Une dernière illustration pour nourrir la réflexion: la part des fondateurs dans les domaines du numérique et de la santé, relativement à la présence ou non d’un CEO non fondateur. (Notez que l’axe vertical n’a pas la même échelle pour les deux domaines).

Données sur 600 startups – quelques notes (4)

Quatrième post de commentaires sur les données (mises à jour) sur 600 (anciennes) startups. Aujourd’hui, il s’agit de la façon dont les actions sont réparties, après mon article d’hier qui portait sur les parts des fondateurs.

Un extrait rapide des données donne les valeurs moyennes et médianes suivantes:

Donc, comme modèle simple, on peut dire 10% pour (2-3) fondateurs, 20% pour les employés, 50% pour les investisseurs privés (VCs et BAs – business angels) et environ 20% pour les investisseurs publics à l’IPO.

De plus, les 20% pour les employés sont constitués de 8% d’actions ordinaires, 7% de stock options attribuées (granted) et 5% d’options disponibles (available for future grants).

Enfin, les CEOs (chief executive officer / PDG) non-fondateurs détiennent 3%, les VP (vice-president) 0,8% et les CFO (chief financial officer) 0,6%.

Les administrateurs indépendants ont comme groupe 0,4%, ils sont en général de 2 à 3, soit environ 0,2% par administrateur.

Si vous souhaitez approfondir le sujet, vous pourriez être intéressé par les diapositives suivantes:

Données sur 600 startups – quelques notes (3)

Troisième post de commentaires sur les données (mises à jour) sur 600 (anciennes) startups. Comme je ne sais pas combien de posts je vais écrire sur le sujet, j’ai créé un tag #600startups.

J’ai regardé l’âge des fondateurs hier; aujourd’hui, il s’agit de l’évolution de leur participation actionnariale au fil du temps. Les fondateurs conservent 12,5% de l’entreprise à l’introduction en bourse, un peu plus dans le numérique (environ 16%), moins dans la santé (7-8%). La valeur médiane est de 8,5%.

La courbe de la série A est trompeuse! Le pourcentage détenu par les fondateurs correspond à l’introduction en bourse, mais le pourcentage des série A se situe au moment tour lui-même, pas au moment de l’introduction en bourse…

De plus, j’ai construit un modèle simple qui est le suivant: leur proportion est basée sur le rapport entre leurs actions et la somme de ces actions et les actions des fondateurs, augmentées de 20% (ceci pour prendre en compte les futurs recrutements): à titre d’illustration , si la série A prenait 40% au premier tour, les fondateurs en détenaient 50%, 10% étant réservés aux futurs recrutements (soit 20% de la participation des fondateurs).

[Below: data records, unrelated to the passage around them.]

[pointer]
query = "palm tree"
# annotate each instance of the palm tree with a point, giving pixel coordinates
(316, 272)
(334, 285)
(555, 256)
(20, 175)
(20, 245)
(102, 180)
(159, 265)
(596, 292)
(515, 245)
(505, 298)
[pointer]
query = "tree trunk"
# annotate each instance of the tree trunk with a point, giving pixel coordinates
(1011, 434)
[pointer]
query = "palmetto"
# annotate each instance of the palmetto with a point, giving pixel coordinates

Il convient également de noter que la série A est assez grande, environ 9 millions de dollars en moyenne (la valeur médiane est de 4,5 millions de dollars), et éventuellement en plusieurs tranches (comme cela est assez courant en biotechnologie).

Données sur 600 startups – quelques notes (2)

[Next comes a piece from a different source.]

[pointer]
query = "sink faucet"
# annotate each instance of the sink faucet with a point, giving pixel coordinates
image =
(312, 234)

Deuxième post de commentaires sur les données (mises à jour) sur 600 (anciennes) startups, à propos de (ce que je pense) sont des résultats intéressants ou intrigants.

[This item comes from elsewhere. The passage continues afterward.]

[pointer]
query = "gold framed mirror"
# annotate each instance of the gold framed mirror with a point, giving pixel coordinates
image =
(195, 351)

Après le capital-risque dans le premier post, voici des éléments sur les fondateurs.

Les 600 startups ont donné des données sur 1016 fondateurs, bien qu’il y ait en moyenne 2,3 fondateurs par startup. Je n’avais pas l’âge de tous, ni leur rôle. L’âge moyen est de 37,9 ans, la médiane est de 36 ans. (Ceci l’âge à la création, j’ai ajouté ceci après un commentaire que j’ai reçu le 9 avril 2020).

Les chiffres suivants montrent des résultats frappants sur l’âge lié aux domaines: les fondateurs sont beaucoup plus âgés dans les domaines liés à la santé, beaucoup plus jeunes dans les technologies numériques. C’est plus de 45 ans en biotechnologie et 43 en medtech contre 33 en logiciels et Internet.